Allen has been thinking for a while about the challenge that lies ahead at Penn State. He's close friends with current tight end Brent Wilkerson, and like Wilkerson, Allen had dreamed of becoming a Nittany Lion since he began playing football.
Allen camped at PSU before his junior season and reportedly ran a 4.43-second 40-yard dash. That performance, along with the approach he took during drills, made a strong initial impression on Bill O'Brien and his staff. Running backs coach Charles London pulled him aside to talk during the camp, and O'Brien caught up with him afterward for a one-on-one chat.
"O'Brien told me he'd [scout] me for the first five games of my 11th-grade year," Allen recalled, "and my first five games were good."
He tallied 517 yards during that span and, as promised, an offer from O'Brien shortly followed. Allen committed on Oct. 16, 2012, becoming the first member of Penn State's Class of 2014. And although O'Brien left this past January, Allen had no misgivings about faxing his letter of intent to a new coach, James Franklin. "I have a lot of pride in that," he said. "I'm happy, honestly. Words can't really explain it. I know this class is going to do big things."
But shortly after committing in the fall of his junior season, Allen tore the anterior cruciate ligament in his knee and missed the remainder of the season and most of his senior season, too. downgraded him from a three-star prospect to a two-star.
Allen was reported to be fully healthy as of early March. He was participating in track, he said, "and doing a lot of speed and agility work, trying to get my speed back, and just preparing myself to make a difference."
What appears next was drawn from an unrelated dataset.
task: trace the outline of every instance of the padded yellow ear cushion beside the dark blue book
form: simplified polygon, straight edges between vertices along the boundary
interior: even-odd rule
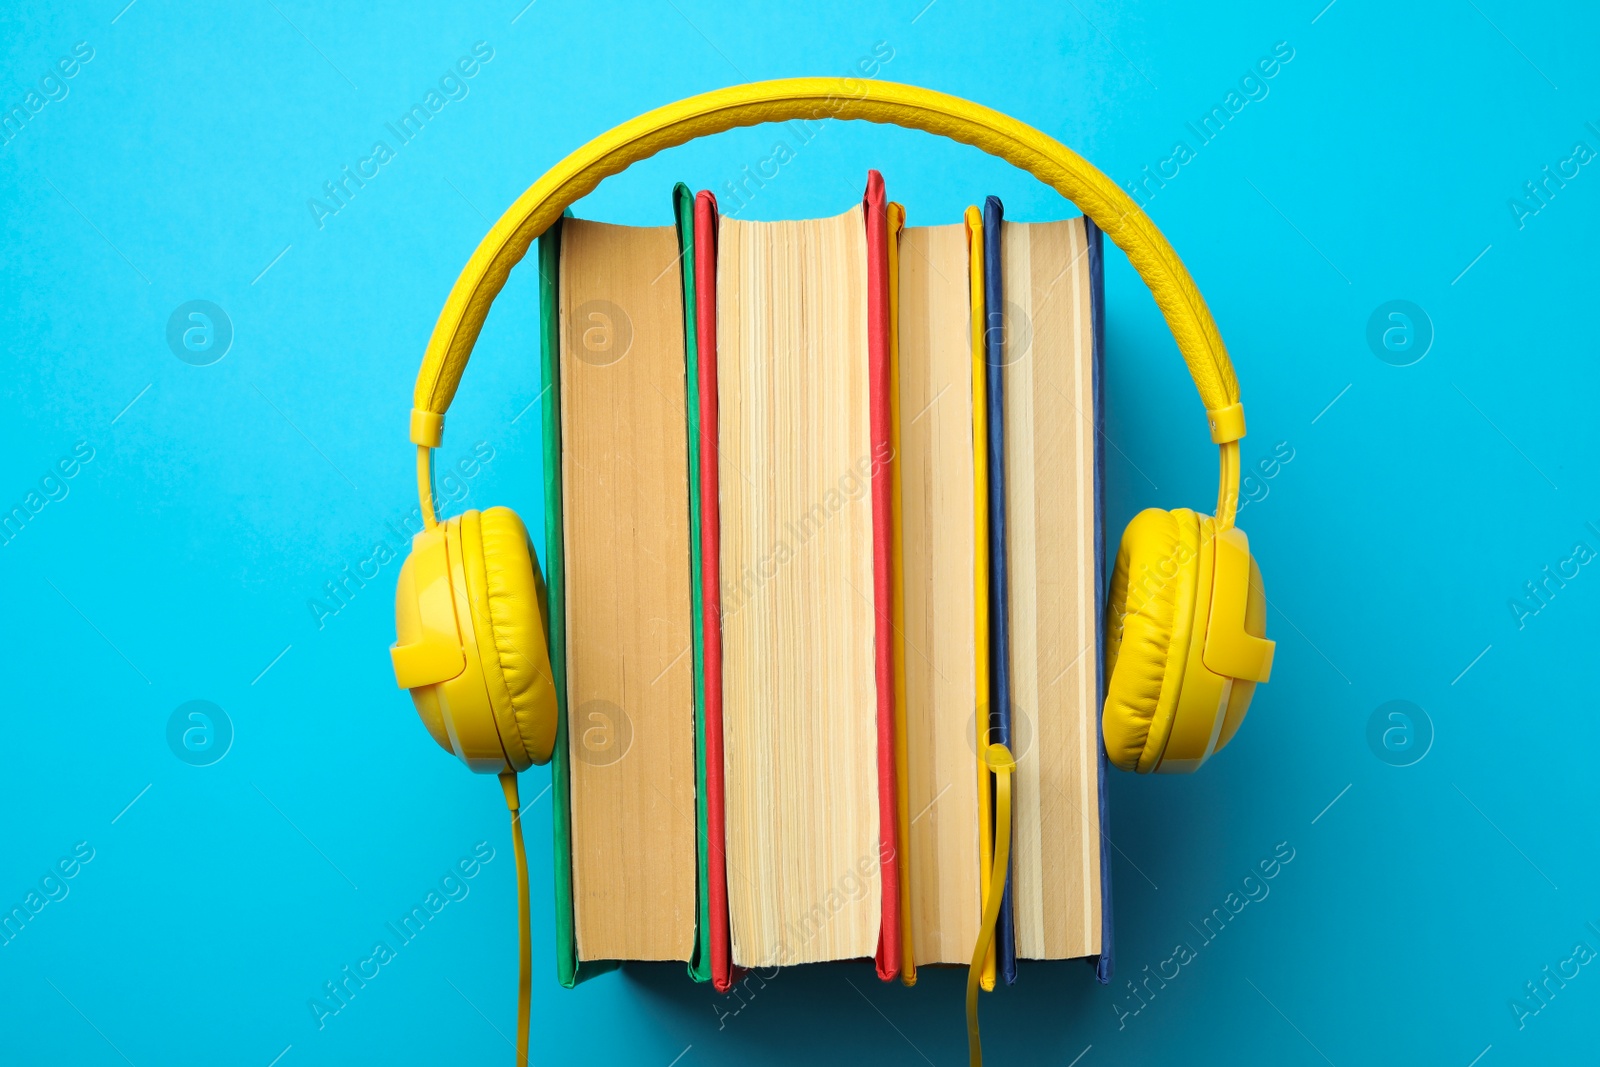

Due to the injury and the coaching change, Allen wasn't sure the offer he had received from O'Brien would remain on the table. The change had admittedly caught him off-guard.
"O'Brien called me that night and told me [he's leaving] and I said, 'Congratulations, Coach, I hope to play for you in the future,' " Allen said. "It was hectic, but I felt that I didn't commit to just one person. I felt like I had a connection with Penn State, so I had to stick to it and fight through it."
When Allen was able to talk with Franklin and new offensive coordinator John Donovan, he was reassured that he continues to be in Penn State's game plan.
"[Donovan] showed me the playbook and how everything is going to work out, and I felt like I'm going to fit into it," he said. "He said he rotates three backs and the hottest man plays the most. So of course I plan on being that hottest man."
And it's the doubters who will fuel his fire.